Other residents who are against getting the shot fear side effects, and are skeptical of the vaccines' ability to change the pandemic.

"Some people could get sicker with the shot, you know? Some people just might live, you know, live through it and maintain it, you know," said Rochester resident Laneice Bryant.

Residents who are choosing to be vaccinated say it's an added sense of comfort around friends and family was a driving force.

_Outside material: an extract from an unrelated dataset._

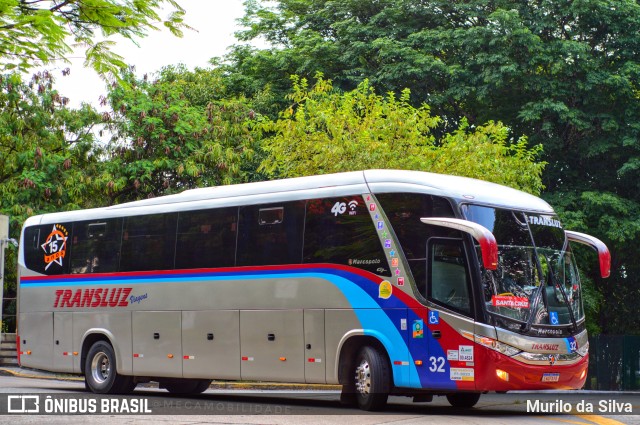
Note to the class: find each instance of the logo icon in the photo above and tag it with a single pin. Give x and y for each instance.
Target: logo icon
(385, 290)
(23, 404)
(55, 247)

"Personally, I was somebody that was highly risk-averse, and after getting both vaccines and after surrounding myself with people that have had both vaccines, I feel more comfortable now knowing that they are vaccinated," said Kaylee Mtounas, a student and Rochester resident.

For others, choosing to get the vaccine leads to a safer and more stable working environment.

"I am a firm believer in independence of a person, but yet, in the COVID situation that we're in a workplace, it's important that you protect your other employees that you're working with. For job loss, if we should have to close down because of COVID coming through the business because you didn't get vaccinated. It's a team effort," said Charlie Brannon, Charlie's Eatery and Pub owner.

Even though opinions were diverse and varied from one person to the next, it was widely acknowledged that vaccination is a personal choice.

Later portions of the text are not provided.